Oliva EM, Bowe T, Manhapra A, et al. BMJ. 2020;386:m283.
Guidelines recommend safe opioid prescribing but also warn against sudden tapering or discontinuation of opioids, which can lead to harm among patients physically dependent on the medications. Using data from the Veterans Heath Administration (VA), this observational study examined the association between opioid treatment cessation and death from overdose or suicide. Researchers found an increased risk of death from overdose or suicide regardless of the length of treatment; the risk of death increased with longer treatment duration. The authors recommend that efforts to improve opioid safety include assessing risks that may place patients at risk for overdose or suicide whether they continue or stop opioid treatment.
Mamede S, de Carvalho-Filho MA, de Faria RMD, et al. BMJ Qual Saf. 2020;29:550-559.
There is uncertainty about the effectiveness of cognitive debiasing in reducing bias that can contribute to diagnostic error. Instead of focusing on the process of reasoning, this study examined whether an intervention directed at refining knowledge of a cluster of related disease can ‘immunize’ physicians against bias. Ninety-one internal medicine residents in Brazil were randomized to one of two sets of vignettes (reflecting diseases associated with either chronic diarrhea or jaundice) and compared/contrasted alternative diagnoses. After residents encountered one case of a disease, non-immunized residents twice as likely to give that incorrect diagnosis to a different (but similar) disease, resulting in a 40% decrease in diagnostic accuracy between immunized and non-immunized physicians.

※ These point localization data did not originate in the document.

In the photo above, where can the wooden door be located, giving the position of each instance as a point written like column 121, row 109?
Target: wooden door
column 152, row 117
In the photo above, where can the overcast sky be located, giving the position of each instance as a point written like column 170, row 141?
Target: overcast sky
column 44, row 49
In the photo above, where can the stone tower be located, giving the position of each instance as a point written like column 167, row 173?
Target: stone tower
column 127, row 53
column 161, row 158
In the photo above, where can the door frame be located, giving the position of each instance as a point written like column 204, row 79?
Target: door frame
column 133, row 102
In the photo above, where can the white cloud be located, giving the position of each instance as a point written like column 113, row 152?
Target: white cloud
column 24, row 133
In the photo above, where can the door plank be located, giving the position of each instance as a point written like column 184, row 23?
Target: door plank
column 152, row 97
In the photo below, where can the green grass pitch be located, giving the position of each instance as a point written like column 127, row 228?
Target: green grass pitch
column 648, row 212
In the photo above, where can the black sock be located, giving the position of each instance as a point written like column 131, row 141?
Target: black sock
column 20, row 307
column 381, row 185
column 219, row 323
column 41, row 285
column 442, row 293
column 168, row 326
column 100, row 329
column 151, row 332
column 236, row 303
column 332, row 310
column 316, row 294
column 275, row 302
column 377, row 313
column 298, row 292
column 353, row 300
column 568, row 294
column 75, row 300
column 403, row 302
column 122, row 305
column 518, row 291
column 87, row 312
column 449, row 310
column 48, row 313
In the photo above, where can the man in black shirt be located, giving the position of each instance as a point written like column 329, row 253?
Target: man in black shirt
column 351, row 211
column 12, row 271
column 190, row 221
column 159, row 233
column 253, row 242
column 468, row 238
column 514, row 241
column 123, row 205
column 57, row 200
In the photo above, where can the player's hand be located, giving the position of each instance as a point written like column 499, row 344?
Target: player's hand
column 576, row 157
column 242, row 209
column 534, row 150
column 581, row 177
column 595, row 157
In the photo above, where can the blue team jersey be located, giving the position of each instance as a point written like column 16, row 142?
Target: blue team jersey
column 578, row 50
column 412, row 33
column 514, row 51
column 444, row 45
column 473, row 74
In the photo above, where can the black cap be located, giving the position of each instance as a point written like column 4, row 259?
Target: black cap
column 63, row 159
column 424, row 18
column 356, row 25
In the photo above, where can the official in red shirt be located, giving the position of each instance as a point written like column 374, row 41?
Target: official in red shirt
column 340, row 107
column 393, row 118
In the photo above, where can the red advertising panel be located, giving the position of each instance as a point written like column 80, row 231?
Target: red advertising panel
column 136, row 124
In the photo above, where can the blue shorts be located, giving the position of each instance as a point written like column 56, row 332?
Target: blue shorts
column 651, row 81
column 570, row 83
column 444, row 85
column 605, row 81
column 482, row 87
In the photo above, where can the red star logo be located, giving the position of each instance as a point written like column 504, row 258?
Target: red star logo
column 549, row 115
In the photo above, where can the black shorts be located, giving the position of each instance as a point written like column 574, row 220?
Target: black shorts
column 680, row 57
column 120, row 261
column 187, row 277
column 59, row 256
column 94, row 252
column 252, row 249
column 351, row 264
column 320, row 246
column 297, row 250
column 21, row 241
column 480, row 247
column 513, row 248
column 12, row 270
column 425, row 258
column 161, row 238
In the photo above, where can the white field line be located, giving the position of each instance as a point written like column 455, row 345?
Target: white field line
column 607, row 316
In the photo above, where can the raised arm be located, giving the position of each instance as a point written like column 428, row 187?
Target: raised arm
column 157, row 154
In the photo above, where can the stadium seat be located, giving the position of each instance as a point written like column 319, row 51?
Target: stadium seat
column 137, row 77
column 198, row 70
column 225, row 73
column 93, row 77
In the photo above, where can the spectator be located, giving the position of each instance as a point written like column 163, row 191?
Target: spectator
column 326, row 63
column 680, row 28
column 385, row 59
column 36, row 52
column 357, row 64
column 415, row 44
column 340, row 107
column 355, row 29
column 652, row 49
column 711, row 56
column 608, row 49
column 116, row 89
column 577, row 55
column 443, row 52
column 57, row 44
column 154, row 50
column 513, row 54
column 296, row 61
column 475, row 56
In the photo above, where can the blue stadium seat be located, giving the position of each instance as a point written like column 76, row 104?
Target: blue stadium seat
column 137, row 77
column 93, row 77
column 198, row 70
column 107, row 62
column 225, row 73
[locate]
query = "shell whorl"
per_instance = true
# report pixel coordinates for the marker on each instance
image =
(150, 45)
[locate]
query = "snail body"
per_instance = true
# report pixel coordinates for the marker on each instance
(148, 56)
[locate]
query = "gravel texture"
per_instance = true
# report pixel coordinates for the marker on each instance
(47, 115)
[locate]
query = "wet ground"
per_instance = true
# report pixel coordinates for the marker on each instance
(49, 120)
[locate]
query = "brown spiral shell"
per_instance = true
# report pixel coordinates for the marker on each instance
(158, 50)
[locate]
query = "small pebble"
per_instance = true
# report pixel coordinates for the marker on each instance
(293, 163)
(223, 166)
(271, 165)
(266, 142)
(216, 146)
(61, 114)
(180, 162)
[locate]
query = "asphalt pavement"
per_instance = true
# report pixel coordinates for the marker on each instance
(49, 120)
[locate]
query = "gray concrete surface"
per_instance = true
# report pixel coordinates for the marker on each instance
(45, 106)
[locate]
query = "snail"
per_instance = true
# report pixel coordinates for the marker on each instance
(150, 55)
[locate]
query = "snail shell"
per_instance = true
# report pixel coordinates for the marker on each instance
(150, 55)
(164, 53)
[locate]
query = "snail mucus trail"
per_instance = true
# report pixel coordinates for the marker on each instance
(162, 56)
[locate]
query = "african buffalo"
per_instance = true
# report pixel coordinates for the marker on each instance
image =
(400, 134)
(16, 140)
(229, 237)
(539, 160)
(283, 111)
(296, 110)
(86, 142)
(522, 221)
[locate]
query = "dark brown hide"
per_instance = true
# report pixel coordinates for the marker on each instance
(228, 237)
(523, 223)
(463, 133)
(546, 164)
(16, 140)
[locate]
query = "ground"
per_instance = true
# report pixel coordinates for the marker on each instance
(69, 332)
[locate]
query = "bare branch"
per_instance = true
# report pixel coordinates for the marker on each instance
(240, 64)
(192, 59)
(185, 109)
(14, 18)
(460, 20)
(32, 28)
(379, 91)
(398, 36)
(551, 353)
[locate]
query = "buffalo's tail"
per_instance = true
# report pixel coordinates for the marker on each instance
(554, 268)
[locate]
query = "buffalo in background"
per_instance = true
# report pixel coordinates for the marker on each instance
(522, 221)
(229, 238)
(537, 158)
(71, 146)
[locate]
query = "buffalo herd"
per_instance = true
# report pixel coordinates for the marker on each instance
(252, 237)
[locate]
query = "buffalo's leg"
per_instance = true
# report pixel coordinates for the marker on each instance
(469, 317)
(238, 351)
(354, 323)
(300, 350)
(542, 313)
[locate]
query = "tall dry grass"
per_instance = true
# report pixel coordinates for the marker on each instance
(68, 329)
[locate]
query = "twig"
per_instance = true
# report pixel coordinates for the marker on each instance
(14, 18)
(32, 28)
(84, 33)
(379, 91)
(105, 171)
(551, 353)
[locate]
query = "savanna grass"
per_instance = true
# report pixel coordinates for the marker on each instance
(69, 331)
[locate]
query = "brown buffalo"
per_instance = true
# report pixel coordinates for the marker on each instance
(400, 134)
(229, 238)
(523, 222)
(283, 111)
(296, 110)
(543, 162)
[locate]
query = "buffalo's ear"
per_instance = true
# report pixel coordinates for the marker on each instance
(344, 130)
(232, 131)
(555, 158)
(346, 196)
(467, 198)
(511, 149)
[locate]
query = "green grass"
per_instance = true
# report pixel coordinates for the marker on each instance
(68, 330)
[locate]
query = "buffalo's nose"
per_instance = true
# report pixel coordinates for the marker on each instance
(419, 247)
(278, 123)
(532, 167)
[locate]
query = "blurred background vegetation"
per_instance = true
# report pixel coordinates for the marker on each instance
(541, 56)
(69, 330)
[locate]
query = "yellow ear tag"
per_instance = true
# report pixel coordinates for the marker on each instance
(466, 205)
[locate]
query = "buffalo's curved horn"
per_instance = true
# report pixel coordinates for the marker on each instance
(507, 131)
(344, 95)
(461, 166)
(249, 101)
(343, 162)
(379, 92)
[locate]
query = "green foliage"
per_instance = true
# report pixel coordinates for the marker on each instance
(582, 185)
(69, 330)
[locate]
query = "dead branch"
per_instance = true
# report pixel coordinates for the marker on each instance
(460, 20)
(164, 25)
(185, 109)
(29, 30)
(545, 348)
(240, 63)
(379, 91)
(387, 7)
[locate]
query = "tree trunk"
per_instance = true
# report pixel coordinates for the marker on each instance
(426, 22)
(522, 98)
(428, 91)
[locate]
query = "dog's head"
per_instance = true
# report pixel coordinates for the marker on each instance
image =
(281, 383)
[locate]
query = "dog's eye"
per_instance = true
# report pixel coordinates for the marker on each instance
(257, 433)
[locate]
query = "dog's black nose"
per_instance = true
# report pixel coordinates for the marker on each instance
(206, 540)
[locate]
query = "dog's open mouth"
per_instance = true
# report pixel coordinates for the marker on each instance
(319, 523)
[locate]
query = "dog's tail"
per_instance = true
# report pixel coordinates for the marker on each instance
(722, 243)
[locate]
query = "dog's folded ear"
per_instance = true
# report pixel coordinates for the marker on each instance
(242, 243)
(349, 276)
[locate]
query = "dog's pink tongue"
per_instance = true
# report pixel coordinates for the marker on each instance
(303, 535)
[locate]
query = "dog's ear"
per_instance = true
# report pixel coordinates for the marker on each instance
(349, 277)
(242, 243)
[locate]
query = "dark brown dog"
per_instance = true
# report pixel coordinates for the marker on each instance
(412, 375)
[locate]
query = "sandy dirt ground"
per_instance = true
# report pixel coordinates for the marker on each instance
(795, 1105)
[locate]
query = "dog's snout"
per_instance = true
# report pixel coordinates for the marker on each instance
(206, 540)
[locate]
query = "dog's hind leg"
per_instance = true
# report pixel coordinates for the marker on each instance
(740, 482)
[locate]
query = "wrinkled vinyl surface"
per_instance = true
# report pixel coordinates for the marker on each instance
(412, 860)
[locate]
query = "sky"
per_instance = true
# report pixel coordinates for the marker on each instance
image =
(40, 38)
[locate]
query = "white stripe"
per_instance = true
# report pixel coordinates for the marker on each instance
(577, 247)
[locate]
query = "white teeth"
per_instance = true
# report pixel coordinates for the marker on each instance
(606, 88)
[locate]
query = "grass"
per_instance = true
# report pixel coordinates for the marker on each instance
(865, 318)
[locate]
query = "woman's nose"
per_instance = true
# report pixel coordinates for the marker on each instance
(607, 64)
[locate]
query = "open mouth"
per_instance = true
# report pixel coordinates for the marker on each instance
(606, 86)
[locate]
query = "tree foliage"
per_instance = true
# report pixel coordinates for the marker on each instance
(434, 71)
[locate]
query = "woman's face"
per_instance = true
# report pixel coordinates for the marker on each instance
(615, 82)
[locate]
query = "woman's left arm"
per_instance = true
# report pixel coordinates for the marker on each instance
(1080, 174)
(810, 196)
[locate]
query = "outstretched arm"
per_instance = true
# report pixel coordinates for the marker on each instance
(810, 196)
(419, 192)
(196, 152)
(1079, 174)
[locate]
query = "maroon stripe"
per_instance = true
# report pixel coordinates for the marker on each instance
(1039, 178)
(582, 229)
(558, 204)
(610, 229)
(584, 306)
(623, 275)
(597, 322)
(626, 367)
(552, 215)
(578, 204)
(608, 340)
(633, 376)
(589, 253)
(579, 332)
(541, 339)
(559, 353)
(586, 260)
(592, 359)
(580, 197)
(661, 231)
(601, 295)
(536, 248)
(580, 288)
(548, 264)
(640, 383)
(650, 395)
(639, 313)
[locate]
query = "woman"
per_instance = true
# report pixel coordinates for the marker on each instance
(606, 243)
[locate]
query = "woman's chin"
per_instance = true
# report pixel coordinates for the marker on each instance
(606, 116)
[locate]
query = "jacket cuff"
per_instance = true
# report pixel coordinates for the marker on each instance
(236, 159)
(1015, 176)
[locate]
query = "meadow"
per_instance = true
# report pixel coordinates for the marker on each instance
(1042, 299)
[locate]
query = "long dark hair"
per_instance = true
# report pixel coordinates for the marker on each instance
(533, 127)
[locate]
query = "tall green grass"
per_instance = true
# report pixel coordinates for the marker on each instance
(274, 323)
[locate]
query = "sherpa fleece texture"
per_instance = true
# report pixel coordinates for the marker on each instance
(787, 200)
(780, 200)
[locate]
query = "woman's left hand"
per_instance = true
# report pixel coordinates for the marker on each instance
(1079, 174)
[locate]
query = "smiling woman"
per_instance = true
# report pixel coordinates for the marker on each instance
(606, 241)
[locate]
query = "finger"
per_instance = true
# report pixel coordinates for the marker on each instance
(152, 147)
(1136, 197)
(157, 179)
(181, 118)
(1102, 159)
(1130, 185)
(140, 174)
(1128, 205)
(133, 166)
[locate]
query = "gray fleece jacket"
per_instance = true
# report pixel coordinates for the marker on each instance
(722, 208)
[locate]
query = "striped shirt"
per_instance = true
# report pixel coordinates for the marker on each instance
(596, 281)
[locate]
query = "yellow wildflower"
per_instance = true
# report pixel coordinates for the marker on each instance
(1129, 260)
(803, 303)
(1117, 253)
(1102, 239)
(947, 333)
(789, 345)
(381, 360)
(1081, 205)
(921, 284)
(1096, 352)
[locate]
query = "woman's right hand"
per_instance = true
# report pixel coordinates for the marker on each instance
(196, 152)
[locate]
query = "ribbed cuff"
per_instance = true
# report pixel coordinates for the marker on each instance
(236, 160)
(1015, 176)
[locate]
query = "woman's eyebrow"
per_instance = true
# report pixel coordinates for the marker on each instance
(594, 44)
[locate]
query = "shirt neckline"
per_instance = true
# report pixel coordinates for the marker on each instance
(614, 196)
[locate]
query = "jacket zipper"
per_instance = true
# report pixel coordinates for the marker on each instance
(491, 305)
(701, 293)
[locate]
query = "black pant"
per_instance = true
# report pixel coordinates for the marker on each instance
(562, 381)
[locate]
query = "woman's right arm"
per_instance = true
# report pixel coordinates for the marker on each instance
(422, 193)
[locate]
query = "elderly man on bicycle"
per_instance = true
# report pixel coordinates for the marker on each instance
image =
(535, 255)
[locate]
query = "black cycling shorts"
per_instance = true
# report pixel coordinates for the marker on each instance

Owen-Smith A, Stewart C, Sesay MM, et al. BMC Psych. 2020;20:40.
Prescription opioids are associated with an increased risk of adverse drug events and individual’s underlying mental health conditions may be more likely to be prescribed long-term opioid therapy. This study examined opioid treatment patterns among individuals with schizophrenia, bipolar disorder, or major depressive disorder (MDD) and found that having a diagnosis of bipolar disorder or MDD was associated with increased odds of receiving chronic opioid mediations, whereas a diagnosis of schizophrenia was not.
Hajibandeh S, Hajibandeh S, Satyadas T. The Surgeon. 2019;18:231-240.
Differences in weekend care for inpatients have been reported; however, the patient safety implications of the weekend effect are unclear. This meta-analysis pooled data from over 390,000 patients and found there was a higher risk of postoperative mortality among patients undergoing emergency general surgery on the weekends in the United States and Europe.